Boyd se redressa sur sa chaise et fit claquer ses deux mains sur ses cuisses.
« Tu te rappelles comment s’appelait la fille qui était là le soir de l’accident ?
— Non, Boyd. Je me rappelle pas. C’est pas comme si elle m’avait envoyé des lettres d’amour. »
Boyd posa les mains sur ses hanches. Il avait furieusement envie de se lever et de mettre une grande taloche à Russell mais il se contenta de lui dire arrête de me mentir et il s’en alla.
Russell attendit que Boyd ait disparu, puis il monta dans son pick-up et se rendit à la gare routière. Il acheta un billet qui lui permettrait d’aller jusqu’à Memphis si elle voulait. Un seul. Pas pour la petite.
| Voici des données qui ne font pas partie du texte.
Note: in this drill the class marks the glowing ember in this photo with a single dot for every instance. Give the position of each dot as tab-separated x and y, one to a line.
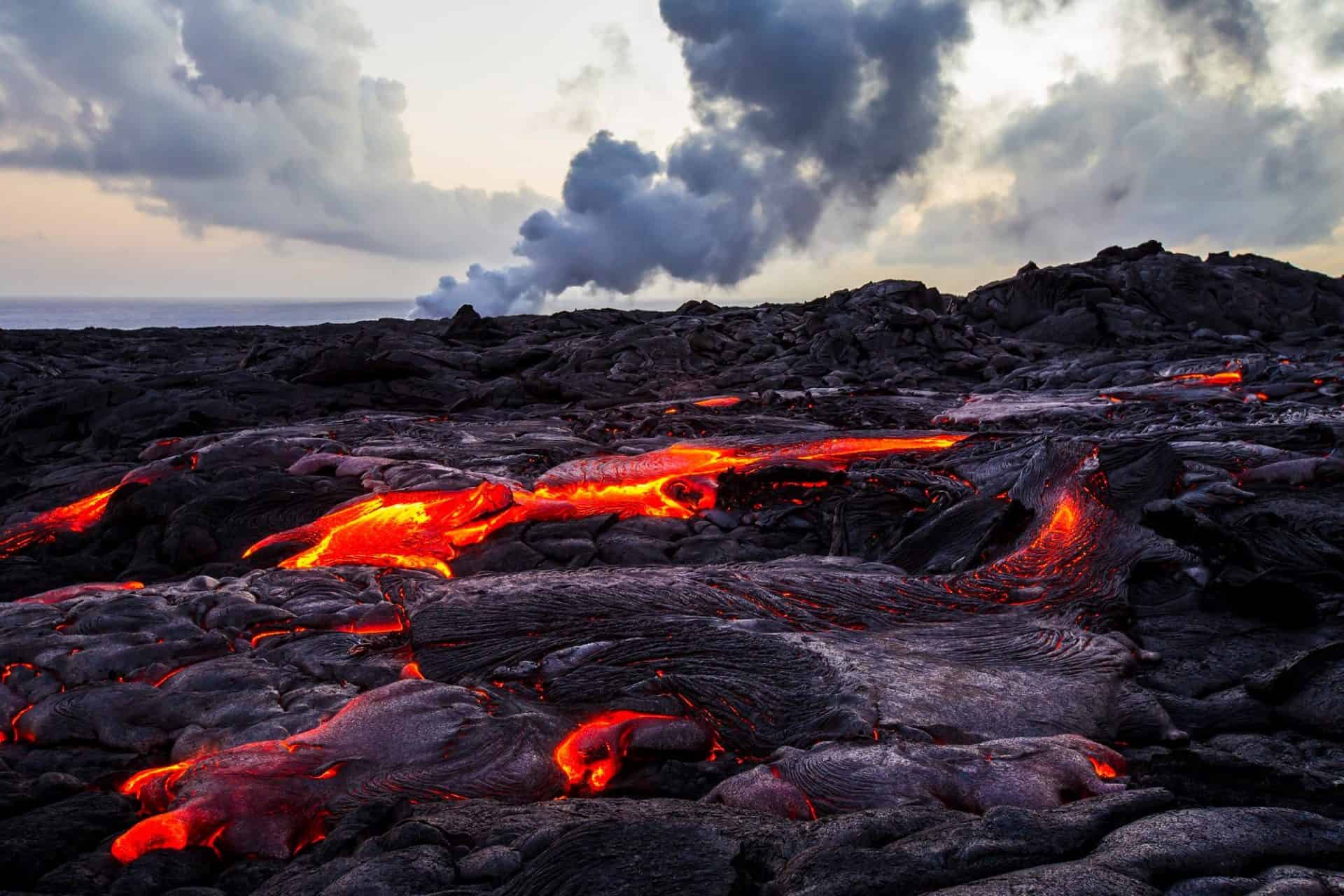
592	754
428	530
171	830
166	776
78	516
1224	378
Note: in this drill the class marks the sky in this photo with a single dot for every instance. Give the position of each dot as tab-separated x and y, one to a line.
522	155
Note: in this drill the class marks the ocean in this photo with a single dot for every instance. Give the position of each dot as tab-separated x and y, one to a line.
136	314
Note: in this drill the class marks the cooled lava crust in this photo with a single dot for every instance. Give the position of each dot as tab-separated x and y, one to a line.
1034	590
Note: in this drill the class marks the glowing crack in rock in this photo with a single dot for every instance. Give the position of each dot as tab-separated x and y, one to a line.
428	530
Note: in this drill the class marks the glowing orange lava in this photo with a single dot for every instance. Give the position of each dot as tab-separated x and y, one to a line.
171	830
592	754
78	516
169	776
1224	378
428	530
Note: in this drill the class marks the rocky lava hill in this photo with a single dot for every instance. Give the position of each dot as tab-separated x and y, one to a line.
1034	590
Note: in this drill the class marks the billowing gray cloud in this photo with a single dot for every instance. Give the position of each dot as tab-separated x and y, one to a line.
242	113
797	104
1138	158
1234	30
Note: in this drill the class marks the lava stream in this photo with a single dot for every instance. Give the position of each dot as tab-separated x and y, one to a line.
428	530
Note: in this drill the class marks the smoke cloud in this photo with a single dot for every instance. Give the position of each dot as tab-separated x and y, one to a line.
241	113
797	105
1128	159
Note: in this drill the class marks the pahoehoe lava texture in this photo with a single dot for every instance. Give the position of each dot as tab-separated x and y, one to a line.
1034	590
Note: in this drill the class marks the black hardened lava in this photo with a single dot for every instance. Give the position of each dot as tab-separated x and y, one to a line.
1028	592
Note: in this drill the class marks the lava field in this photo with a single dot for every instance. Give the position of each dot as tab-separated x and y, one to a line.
1035	590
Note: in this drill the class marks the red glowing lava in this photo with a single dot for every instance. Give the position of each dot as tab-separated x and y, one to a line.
164	776
1222	378
428	530
73	517
592	754
169	830
80	516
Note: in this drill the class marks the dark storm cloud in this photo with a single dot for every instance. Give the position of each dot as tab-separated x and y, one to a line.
1136	158
797	104
1233	30
244	113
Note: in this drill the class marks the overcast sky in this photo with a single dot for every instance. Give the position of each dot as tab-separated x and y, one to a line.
756	148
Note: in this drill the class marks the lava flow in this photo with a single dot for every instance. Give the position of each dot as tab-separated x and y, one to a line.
428	530
592	754
1231	377
78	516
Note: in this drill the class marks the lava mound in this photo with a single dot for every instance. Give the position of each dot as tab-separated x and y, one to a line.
1035	590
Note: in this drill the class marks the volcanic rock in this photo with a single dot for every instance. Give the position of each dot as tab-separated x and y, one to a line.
1032	590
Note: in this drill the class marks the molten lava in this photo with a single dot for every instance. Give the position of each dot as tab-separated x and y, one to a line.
1222	378
41	530
80	516
592	754
428	530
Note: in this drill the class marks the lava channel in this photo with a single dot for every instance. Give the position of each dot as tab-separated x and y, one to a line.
428	530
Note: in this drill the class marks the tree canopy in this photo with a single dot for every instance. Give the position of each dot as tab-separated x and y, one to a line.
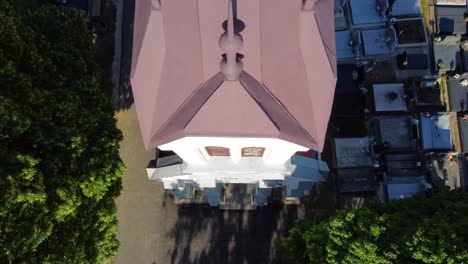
60	168
415	230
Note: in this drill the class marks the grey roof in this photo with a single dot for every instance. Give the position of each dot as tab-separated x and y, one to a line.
340	18
406	7
451	2
463	128
379	41
402	165
404	190
458	94
382	100
448	52
451	19
397	131
344	48
353	152
435	131
366	11
357	180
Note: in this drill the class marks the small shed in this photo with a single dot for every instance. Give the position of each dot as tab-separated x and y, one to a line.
436	132
348	44
447	53
353	152
389	97
451	20
406	8
365	12
397	131
377	42
458	92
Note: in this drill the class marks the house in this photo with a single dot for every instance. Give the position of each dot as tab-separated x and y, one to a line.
234	91
349	100
397	132
348	45
368	12
405	8
401	188
451	2
379	42
463	130
340	15
353	153
447	53
451	19
458	92
436	132
389	97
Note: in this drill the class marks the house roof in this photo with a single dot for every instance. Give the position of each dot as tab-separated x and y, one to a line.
382	101
344	49
451	20
353	152
447	53
463	127
451	2
396	131
285	90
458	94
379	41
405	7
366	11
435	131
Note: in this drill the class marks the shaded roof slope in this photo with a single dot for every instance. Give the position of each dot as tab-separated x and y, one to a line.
286	89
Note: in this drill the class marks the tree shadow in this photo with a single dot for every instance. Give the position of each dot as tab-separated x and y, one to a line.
206	234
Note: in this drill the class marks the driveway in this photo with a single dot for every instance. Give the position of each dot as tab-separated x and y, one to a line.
152	229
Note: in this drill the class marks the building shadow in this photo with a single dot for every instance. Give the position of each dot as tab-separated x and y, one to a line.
205	234
123	98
Il quitta la gare routière, se rendit à pied au café et s’assit au comptoir, le dos tourné aux tables. Il glissa le billet de car dans sa poche arrière, tendit le bras et attrapa le cendrier posé deux tabourets plus loin et alluma une cigarette. Une femme sortit de la cuisine, lunettes posées sur le bout du nez, et lui demanda ce qu’il voulait. Sans regarder le menu il commanda le plat du jour et un café. Il fuma et but son café en écoutant les bruits de la cuisine derrière la porte battante. Une chanson de Merle Haggard passait sur le petit poste de radio posé à côté de la caisse. La porte d’entrée s’ouvrit et il entendit des voix d’enfants qui s’engouffraient dans le café en criant, suivis de leur père qui leur disait de ralentir et de faire attention à ne rien renverser. Des voix de garçons, puis celle haut perchée d’une fille, puis un avertissement du père de famille et Russell se retourna, regarda par-dessus son épaule et vit les jumeaux grimper sur les banquettes d’un box, suivis de leur petite sœur. Sarah s’assit en face d’eux et son mari alla prendre l’une des chaises hautes empilées contre le mur et il y installa la petite fille qui protestait parce qu’elle s’estimait assez grande pour s’asseoir avec les garçons. Russell s’efforça de ne pas les regarder de manière trop appuyée mais il ne pouvait pas s’en empêcher et avant qu’il ait pu se détourner Sarah leva les yeux et l’aperçut. Elle baissa aussitôt la tête puis se tourna vers ses fils et son mari vint s’asseoir à côté d’elle et se remit à gronder les jumeaux pour qu’ils se tiennent tranquilles.
Russell éteignit sa cigarette et demanda à la serveuse de lui remplir sa tasse.
Il n’y avait pas grand monde dans le café et le tintamarre de la petite famille couvrait tous les autres bruits. Russell se recroquevilla sur son tabouret. But son café en les écoutant. Dressant l’oreille chaque fois qu’il entendait la voix de Sarah. Plus sèche avec les garçons qu’avec la petite fille, mais chacune de ses paroles était empreinte d’une tonalité particulière, maternelle. Son mari se chargeait de donner les ordres. Assieds-toi correctement. Il t’a demandé d’arrêter alors arrête. Ne mets pas tes doigts là. Sarah demanda aux garçons de quoi ils avaient envie et s’ils voulaient partager un plat et tu es sûr que c’est ça que tu veux et elle faisait remarquer à la petite les couleurs sur le mur ou la forme de la salière.
Russell avait l’impression que sa commande mettait un temps infini à arriver et quand il fut enfin servi il dévora son assiette, et la purée, les haricots, le pain de maïs et le poulet furent si vite engloutis que la serveuse lui demanda s’il était allé tout jeter à la poubelle pendant qu’elle avait le dos tourné.